A Systematic Literature Review Of Artificial Intelligence In The This systematic literature review (slr) investigates the application of xai techniques in se. it is based on empirical studies published between january 2020 and september 2022 to analyze the. In this paper, we aim to explore to what extent xai has been studied in the se community (xai4se) and provide a comprehensive view of the current state of the art as well as challenge and roadmap for future work.

Explainable Artificial Intelligence And Cybersecurity A Systematic This paper endeavors to elucidate this interdisciplinary domain by presenting a systematic literature review of approaches that aim to improve the explainability of ai models within the context of se. the review canvasses work appearing in the most prominent se & ai conferences and journals, and spans 63 papers across 21 unique se tasks. The document discusses a systematic literature review of explainable artificial intelligence (xai) techniques in software engineering. it analyzes 131 studies published between 2020 2022 to understand how xai has been applied. In this thesis, we aim to explore to what extent xai has been studied in the se domain (xai4se) and provide a comprehensive view of the current state of the art as well as challenges and a roadmap for future work. Therefore, this paper presents a systematic literature review (slr) on the recent developments of xai methods and evaluation metrics concerning different application domains and tasks.

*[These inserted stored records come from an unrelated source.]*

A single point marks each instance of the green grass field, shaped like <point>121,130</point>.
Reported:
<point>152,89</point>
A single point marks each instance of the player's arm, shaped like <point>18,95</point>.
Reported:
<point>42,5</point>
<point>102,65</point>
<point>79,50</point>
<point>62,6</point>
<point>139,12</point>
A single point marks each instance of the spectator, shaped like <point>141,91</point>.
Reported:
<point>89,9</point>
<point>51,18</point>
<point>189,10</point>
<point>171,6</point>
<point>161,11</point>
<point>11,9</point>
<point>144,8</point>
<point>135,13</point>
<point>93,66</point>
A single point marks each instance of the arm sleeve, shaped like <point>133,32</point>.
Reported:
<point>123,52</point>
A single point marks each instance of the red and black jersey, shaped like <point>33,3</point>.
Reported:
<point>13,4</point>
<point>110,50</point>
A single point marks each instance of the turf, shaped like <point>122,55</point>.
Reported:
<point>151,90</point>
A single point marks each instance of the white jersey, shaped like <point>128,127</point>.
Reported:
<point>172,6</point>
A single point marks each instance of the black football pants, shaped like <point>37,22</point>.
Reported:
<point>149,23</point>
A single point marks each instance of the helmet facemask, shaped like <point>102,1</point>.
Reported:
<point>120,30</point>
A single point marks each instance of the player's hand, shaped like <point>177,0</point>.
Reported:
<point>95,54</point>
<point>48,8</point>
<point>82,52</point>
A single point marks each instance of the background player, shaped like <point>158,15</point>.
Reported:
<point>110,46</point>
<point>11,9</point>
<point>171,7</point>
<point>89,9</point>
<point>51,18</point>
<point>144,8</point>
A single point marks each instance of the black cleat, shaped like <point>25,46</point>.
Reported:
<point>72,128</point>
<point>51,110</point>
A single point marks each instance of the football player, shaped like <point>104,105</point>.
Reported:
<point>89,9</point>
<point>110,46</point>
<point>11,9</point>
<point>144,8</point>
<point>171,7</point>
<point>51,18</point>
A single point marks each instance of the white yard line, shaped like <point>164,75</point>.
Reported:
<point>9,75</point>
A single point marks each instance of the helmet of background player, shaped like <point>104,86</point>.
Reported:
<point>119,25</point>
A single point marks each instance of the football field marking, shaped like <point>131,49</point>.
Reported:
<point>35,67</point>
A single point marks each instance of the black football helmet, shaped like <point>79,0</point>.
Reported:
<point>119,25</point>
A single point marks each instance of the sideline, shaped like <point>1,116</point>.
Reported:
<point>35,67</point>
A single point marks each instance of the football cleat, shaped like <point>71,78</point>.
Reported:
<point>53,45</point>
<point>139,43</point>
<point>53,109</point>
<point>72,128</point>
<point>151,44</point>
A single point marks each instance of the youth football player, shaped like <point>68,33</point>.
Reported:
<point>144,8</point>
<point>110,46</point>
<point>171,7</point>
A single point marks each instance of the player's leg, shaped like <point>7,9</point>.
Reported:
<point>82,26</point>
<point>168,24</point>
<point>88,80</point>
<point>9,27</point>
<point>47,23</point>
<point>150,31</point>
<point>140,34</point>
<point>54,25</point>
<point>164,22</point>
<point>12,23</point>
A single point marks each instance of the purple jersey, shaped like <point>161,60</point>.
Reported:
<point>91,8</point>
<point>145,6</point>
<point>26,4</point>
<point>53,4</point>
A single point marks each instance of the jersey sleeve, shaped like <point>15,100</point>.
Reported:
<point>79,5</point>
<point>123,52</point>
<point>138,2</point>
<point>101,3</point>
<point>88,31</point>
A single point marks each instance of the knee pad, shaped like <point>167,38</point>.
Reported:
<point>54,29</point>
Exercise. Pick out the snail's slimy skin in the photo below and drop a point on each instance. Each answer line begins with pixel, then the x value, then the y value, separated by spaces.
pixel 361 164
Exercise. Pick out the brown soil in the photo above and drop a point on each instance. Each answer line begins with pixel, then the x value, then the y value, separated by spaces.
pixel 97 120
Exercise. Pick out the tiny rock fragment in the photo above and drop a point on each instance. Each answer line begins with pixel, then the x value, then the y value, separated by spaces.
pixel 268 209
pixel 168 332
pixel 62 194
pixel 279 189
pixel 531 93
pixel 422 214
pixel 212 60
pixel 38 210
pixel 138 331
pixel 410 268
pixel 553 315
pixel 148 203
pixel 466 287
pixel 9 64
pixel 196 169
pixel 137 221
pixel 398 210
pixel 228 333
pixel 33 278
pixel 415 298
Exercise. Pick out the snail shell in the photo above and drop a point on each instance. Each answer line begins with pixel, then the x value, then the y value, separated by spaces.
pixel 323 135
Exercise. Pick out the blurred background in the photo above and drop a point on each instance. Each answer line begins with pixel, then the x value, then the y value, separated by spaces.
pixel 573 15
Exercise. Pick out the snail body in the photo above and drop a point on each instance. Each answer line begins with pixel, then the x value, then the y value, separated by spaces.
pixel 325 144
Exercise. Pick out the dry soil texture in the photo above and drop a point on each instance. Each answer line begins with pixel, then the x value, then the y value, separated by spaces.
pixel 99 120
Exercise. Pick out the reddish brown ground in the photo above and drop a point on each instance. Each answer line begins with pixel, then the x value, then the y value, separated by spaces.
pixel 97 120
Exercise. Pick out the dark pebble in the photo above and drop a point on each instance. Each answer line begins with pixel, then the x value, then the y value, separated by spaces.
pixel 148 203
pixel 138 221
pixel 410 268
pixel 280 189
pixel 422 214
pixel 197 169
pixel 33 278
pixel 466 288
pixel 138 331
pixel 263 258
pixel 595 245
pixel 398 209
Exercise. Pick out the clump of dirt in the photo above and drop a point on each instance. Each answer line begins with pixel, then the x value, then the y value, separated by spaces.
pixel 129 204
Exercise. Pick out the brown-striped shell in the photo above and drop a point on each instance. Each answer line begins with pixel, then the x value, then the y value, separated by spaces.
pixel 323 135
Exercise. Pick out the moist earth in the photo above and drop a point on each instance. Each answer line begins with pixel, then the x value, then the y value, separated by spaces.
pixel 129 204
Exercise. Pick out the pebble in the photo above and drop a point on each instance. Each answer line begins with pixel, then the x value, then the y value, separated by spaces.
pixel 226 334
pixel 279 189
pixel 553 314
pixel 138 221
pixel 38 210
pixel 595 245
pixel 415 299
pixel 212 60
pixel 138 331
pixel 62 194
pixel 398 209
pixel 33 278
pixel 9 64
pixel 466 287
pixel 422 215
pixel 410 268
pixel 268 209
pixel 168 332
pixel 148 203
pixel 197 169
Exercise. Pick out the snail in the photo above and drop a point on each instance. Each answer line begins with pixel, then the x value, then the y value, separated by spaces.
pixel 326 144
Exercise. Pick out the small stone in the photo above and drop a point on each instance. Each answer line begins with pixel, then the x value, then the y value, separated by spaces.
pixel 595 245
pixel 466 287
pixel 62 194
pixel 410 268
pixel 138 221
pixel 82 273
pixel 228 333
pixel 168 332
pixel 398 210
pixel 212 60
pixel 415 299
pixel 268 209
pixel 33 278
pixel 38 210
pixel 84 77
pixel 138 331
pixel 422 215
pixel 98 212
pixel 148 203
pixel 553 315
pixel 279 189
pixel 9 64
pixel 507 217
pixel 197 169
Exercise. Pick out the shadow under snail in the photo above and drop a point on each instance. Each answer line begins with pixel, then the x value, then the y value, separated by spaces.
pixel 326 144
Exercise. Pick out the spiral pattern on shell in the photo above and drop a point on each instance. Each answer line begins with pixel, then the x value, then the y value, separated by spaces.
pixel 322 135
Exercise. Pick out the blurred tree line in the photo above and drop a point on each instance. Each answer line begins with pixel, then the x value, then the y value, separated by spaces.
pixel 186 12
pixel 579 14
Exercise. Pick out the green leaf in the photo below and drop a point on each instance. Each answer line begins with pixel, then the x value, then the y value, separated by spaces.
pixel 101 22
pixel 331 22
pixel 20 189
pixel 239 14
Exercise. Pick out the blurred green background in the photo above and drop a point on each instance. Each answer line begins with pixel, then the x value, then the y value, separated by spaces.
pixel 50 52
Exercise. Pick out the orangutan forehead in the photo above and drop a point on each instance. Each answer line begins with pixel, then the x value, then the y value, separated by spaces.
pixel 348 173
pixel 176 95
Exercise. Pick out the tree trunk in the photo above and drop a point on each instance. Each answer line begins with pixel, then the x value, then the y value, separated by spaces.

Pdf Recent Applications Of Explainable Ai Xai A Systematic In this thesis, we aim to explore to what extent xai has been studied in the se domain (xai4se) and provide a comprehensive view of the current state of the art as well as challenges and a roadmap for future work. Therefore, this paper presents a systematic literature review (slr) on the recent developments of xai methods and evaluation metrics concerning different application domains and tasks. In this paper, we aim to explore to what extent xai has been studied in the se community (xai4se) and provide a comprehensive view of the current state of the art as well as challenge and roadmap for future work. In this paper, we aim to explore to what extent xai has been studied in the se community (xai4se) and provide a comprehensive view of the current state of the art as well as challenge and roadmap. In software engineering, explainable ai has been recently studied in the domain of defect prediction (i.e., a classification model to predict if a file class method will be defective in the future or not). Explainable artificial intelligence (xai) techniques, which have emerged to make ml models more transparent and interpretable, can address the lack of interpretability challenge. they shed.